Some matches are defined by one key shot or rally. Roger Federer’s 2-6, 7-6 (6), 6-1 win over Jo-Wilfried Tsonga in Monte Carlo on Friday was defined by one key stat: Federer’s break-point conversion rate. He was two of 19.

Over the course of the first two sets, Tsonga always seemed to be serving; and every time you turned around, he was facing another break point. At one stage late in the second set, Jo had served 68 points, while Federer had served exactly half that many at 34. The pattern was the same throughout: Federer would come up with something brilliant—a topspin lob winner, a flick backhand pass, a strong forehand down the line—to reach break point, and then Tsonga would wipe it away.

Federer’s break points turned into a chess match, as Jo came up with different ways to survive them. He used his wide kick serve to draw short returns from Federer, and when that became predictable, he sent a surprise bomb down the T. Between them, the two players found a seemingly infinite variety of ways to keep Federer from breaking. Federer flipped a short backhand into the net. He shanked a backhand pass wide. He chose the wrong direction with an easy forehand pass. Jo knocked off a down-the-line forehand. He rifled a service winner. He wedged an inside-in forehand approach into the corner on one point, then wedged one inside-out on the next. Early in the second set, after Federer knifed a slow second-serve return into the bottom of the net, he shook his head and smiled sarcastically. Two games later, he bashed a ball out of the stadium and received a rare warning from the chair umpire.

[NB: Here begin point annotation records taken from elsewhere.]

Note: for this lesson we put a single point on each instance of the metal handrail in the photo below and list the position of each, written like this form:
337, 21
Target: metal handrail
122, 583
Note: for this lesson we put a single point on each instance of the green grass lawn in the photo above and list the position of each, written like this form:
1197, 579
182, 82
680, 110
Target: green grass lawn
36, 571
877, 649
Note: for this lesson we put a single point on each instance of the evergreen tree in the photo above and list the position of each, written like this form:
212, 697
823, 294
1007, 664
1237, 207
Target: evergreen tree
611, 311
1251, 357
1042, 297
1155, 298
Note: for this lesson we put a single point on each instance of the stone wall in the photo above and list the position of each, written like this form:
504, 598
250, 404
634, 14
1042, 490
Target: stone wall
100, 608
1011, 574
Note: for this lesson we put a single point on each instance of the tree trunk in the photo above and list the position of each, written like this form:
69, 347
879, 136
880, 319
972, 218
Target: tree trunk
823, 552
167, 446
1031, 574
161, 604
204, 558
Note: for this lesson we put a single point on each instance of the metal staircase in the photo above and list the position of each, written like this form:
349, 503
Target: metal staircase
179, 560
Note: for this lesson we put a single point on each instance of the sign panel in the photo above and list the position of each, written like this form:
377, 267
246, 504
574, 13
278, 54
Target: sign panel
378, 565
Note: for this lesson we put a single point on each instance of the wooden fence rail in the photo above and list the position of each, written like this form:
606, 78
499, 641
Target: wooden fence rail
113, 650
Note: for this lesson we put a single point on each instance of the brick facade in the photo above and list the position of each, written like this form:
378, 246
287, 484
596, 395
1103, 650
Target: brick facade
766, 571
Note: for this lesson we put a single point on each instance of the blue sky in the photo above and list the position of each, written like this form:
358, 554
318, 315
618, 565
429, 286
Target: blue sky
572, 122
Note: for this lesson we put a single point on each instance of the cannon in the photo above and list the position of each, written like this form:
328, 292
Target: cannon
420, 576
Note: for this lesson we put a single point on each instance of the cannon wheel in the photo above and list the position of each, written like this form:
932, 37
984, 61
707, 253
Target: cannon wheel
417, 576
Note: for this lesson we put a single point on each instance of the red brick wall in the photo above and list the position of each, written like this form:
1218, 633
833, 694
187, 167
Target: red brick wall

The odd thing was that while Tsonga spent the match perpetually teetering on the brink, he very nearly won it in straight sets. Up 6-2, 3-2, Jo reached break point on Federer’s serve. But he backed up on a backhand and put it in the net. Twenty minutes later, after saving three more break points, Tsonga went up 0-30 on Federer’s serve at 5-6—two more points and it was over. At 0-30, Jo took a big cut at a forehand and landed it near the baseline, but Federer was there to reflex it back on the short hop; Tsonga’s next forehand went astray. At 15-30, Federer shanked a forehand that dropped inside the baseline, and clipped the net cord with another forehand, before winning the point, and eventually the game.

Finally, in the second-set tiebreaker, Tsonga saved three set points from 3-6 down, only to pull the trigger too early at 6-6 and fire a forehand into the net. When Federer won the next point, and the set, with a forehand volley, the crowd stood. Jo, understandably, slumped.

From there, it felt like it was only a matter of time before Federer broke through and Tsonga broke down. It happened quickly, in Jo’s second service game. He managed to save break points number 14 and 15, but not number 16—a forcing inside-out forehand approach from Federer made sure of that. Tsonga threw up a backhand lob that landed long. He might as well have been throwing up a white flag.

Aggressive but erratic, Federer hit 40 winners, made 45 errors, and was 21 of 28 at the net. His excellence in tiebreakers saved him from his dismal break-point percentage. He got angry, but he never went away. Persistence, rather than prettiness, pulled Federer through today.